Newswise — CHAPEL HILL, NC – For patients whose hearing is considered “too good” for traditional cochlear implants, but whose hearing loss is too advanced to benefit from hearing aids, there hasn’t been a device to meet their needs.

But a hearing implant system that just received FDA approval will now meet that previously unmet need and benefit those patients, according to Harold C. Pillsbury, MD, chair of the Department of Otolaryngology/Head and Neck Surgery at the UNC School of Medicine.

SYNCHRONY EAS (Electric Acoustic Stimulation) Hearing Implant System, which is manufactured by Durham-based MED-EL Corporation, received FDA approval on September 16.

UNC participated in the EAS System clinical trials and implanted the device in more patients than any other hearing center that participated.

“Our clinical trial participants were overwhelmingly receptive to this new technology,” Pillsbury said. “The technology is remarkable and so were the results.”

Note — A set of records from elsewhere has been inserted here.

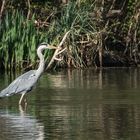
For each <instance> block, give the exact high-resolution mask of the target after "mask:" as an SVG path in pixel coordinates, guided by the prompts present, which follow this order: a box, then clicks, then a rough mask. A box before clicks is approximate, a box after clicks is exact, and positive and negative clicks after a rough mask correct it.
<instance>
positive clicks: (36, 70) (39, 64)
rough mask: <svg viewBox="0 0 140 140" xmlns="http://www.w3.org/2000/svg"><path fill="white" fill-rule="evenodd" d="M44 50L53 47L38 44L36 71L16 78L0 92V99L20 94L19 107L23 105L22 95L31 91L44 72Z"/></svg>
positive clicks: (23, 97)
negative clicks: (5, 97)
mask: <svg viewBox="0 0 140 140" xmlns="http://www.w3.org/2000/svg"><path fill="white" fill-rule="evenodd" d="M44 49H55V47H53V46H50V45H48V44H46V43H42V44H40V45H39V47H38V49H37V55H38V57H39V59H40V63H39V67H38V69H37V70H30V71H28V72H26V73H24V74H23V75H21V76H19V77H18V78H16V79H15V80H14V81H13V82H12V83H11V84H10V85H9V86H8V87H7V88H5V89H3V90H2V91H1V92H0V98H2V97H5V96H11V95H14V94H21V97H20V100H19V105H21V104H22V103H23V99H24V95H25V94H26V93H27V92H29V91H31V90H32V88H33V86H34V85H35V84H36V82H37V80H38V79H39V77H40V76H41V74H42V73H43V71H44V66H45V61H44V56H43V54H42V51H43V50H44Z"/></svg>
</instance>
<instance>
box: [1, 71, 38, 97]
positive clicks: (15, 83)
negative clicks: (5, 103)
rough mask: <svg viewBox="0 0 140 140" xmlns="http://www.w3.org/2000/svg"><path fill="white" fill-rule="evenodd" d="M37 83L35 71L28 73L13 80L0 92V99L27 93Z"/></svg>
mask: <svg viewBox="0 0 140 140" xmlns="http://www.w3.org/2000/svg"><path fill="white" fill-rule="evenodd" d="M36 82H37V76H36V74H35V70H31V71H28V72H26V73H24V74H23V75H21V76H19V77H18V78H17V79H15V80H14V81H13V82H12V83H11V84H10V85H9V86H8V87H7V88H5V89H4V90H2V91H1V92H0V97H4V96H10V95H13V94H16V93H21V92H25V93H26V92H28V91H30V90H31V89H32V87H33V86H34V84H35V83H36Z"/></svg>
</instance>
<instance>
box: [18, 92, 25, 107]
mask: <svg viewBox="0 0 140 140" xmlns="http://www.w3.org/2000/svg"><path fill="white" fill-rule="evenodd" d="M24 95H25V92H24V93H22V95H21V97H20V100H19V105H21V103H22V100H23V97H24Z"/></svg>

The implant relies on two auditory technologies – the SYNCHRONY cochlear implant that stimulates the auditory nerve for high-frequency hearing loss and the EAS audio processor, which has a built-in acoustic amplification for low-frequency hearing loss.

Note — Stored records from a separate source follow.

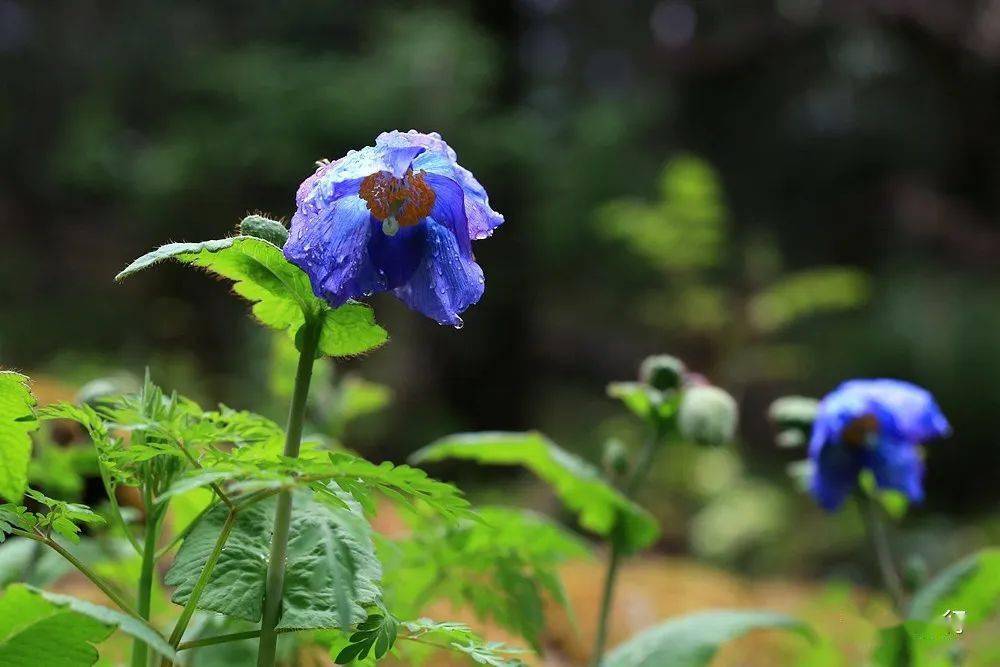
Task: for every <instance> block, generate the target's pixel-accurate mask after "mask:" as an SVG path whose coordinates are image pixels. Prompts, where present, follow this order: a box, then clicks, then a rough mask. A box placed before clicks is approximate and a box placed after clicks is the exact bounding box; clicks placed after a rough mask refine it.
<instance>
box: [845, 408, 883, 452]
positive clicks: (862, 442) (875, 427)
mask: <svg viewBox="0 0 1000 667" xmlns="http://www.w3.org/2000/svg"><path fill="white" fill-rule="evenodd" d="M877 434H878V418H877V417H876V416H875V415H863V416H861V417H858V418H857V419H855V420H854V421H852V422H851V423H850V424H848V425H847V426H845V427H844V432H843V433H842V434H841V438H842V439H843V441H844V442H846V443H847V444H848V445H851V446H854V447H865V446H867V445H869V444H871V443H872V440H873V436H875V435H877Z"/></svg>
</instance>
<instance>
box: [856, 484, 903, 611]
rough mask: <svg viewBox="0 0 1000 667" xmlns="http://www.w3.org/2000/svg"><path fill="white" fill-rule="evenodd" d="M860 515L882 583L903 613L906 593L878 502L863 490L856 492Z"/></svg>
mask: <svg viewBox="0 0 1000 667" xmlns="http://www.w3.org/2000/svg"><path fill="white" fill-rule="evenodd" d="M857 498H858V504H859V505H860V509H861V515H862V517H863V518H864V521H865V530H866V532H867V533H868V539H869V541H870V542H871V544H872V549H874V551H875V557H876V559H877V560H878V567H879V571H880V572H881V573H882V583H883V584H884V585H885V588H886V591H887V592H888V593H889V597H890V598H892V603H893V605H894V606H895V607H896V611H897V612H899V613H903V610H904V609H905V608H906V593H905V592H904V591H903V580H902V578H901V577H900V576H899V571H898V570H897V569H896V562H895V560H894V559H893V557H892V549H891V547H890V546H889V536H888V535H887V534H886V530H885V522H884V521H883V520H882V516H881V513H880V511H879V507H878V503H877V502H876V501H875V499H874V498H872V497H871V496H869V495H868V494H867V493H865V492H863V491H859V492H858V494H857Z"/></svg>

The SYNCHRONY EAS implant best assists people whose hearing loss is referred to as “ski-slope” hearing loss, based on the steeply sloping image that appears on an audiogram when a patient has more trouble hearing higher-frequency sounds. Using traditional hearing aids, those patients often have difficulty understanding speech above the din of background noise.

Ninety-seven percent of patients participating in the MED-EL EAS clinical trial reported a benefit from EAS within the first year. Ninety-two percent of participants reported an improvement in their ability to hear even among background noise, one of the most challenging listening environments for people with hearing loss. And 90 percent reported satisfaction with the device overall.

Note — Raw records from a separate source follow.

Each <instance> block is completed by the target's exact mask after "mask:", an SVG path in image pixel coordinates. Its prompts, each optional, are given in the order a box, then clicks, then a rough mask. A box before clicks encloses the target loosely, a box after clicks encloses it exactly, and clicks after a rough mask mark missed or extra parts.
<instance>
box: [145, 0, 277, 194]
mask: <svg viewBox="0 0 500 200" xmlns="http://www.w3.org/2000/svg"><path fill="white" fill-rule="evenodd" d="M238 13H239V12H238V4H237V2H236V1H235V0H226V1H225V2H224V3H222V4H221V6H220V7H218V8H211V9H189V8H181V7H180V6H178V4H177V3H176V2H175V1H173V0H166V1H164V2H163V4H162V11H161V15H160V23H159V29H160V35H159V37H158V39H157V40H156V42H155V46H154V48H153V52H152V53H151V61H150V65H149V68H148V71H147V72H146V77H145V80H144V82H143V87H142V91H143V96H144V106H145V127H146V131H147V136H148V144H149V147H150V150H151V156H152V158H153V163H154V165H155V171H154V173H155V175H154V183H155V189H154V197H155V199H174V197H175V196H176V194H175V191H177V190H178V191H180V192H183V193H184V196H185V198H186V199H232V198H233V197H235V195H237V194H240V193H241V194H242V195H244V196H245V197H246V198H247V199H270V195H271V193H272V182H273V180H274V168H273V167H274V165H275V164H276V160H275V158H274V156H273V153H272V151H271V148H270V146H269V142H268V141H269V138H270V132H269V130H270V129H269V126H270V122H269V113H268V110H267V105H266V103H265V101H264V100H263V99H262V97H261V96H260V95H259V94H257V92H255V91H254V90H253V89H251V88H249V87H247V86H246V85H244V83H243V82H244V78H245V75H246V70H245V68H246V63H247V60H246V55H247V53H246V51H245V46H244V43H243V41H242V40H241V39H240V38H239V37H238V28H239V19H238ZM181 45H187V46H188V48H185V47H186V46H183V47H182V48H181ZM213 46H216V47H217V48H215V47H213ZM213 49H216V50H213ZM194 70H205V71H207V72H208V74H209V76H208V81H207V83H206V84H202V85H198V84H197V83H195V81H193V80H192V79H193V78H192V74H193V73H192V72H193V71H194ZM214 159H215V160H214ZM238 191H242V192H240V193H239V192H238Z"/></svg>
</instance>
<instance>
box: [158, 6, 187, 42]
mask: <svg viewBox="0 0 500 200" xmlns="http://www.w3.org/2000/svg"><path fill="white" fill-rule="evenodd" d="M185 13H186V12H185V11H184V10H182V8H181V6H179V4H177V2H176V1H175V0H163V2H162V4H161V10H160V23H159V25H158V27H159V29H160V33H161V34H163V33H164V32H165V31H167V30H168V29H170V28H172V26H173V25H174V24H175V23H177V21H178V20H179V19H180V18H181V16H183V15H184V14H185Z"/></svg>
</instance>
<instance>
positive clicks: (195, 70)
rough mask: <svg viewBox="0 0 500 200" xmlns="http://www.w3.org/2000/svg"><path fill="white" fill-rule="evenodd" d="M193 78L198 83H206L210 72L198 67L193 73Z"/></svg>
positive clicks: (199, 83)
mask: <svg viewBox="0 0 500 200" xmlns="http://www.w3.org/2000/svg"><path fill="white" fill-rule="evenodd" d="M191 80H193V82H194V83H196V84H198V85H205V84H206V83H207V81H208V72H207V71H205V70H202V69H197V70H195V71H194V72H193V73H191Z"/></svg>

“On average, patients performed more than twice as well on tests of speech understanding with EAS than they did with their hearing aids preoperatively, which speaks to the benefits of this technology,” Pillsbury said.

The National Institute on Deafness and Other Communication Disorders estimates that 26 million Americans between the ages of 20 and 69 have high-frequency hearing loss. While 2 percent of adults aged 45 to 54 have disabling hearing loss, the rate increases to 8.5 percent for adults aged 55 to 64. Nearly 25 percent of those ages 65 to 74 and 50 percent of those who are 75 and older have disabling hearing loss.

The EAS System FDA approval is for candidates who are 18 years old and older who have normal to moderate sensorineural hearing loss in the low frequencies, sloping to a severe-to-profound hearing loss in the high frequencies.

MED-EL expects that the SYNCHRONY EAS Hearing Implant System will be available in the coming months.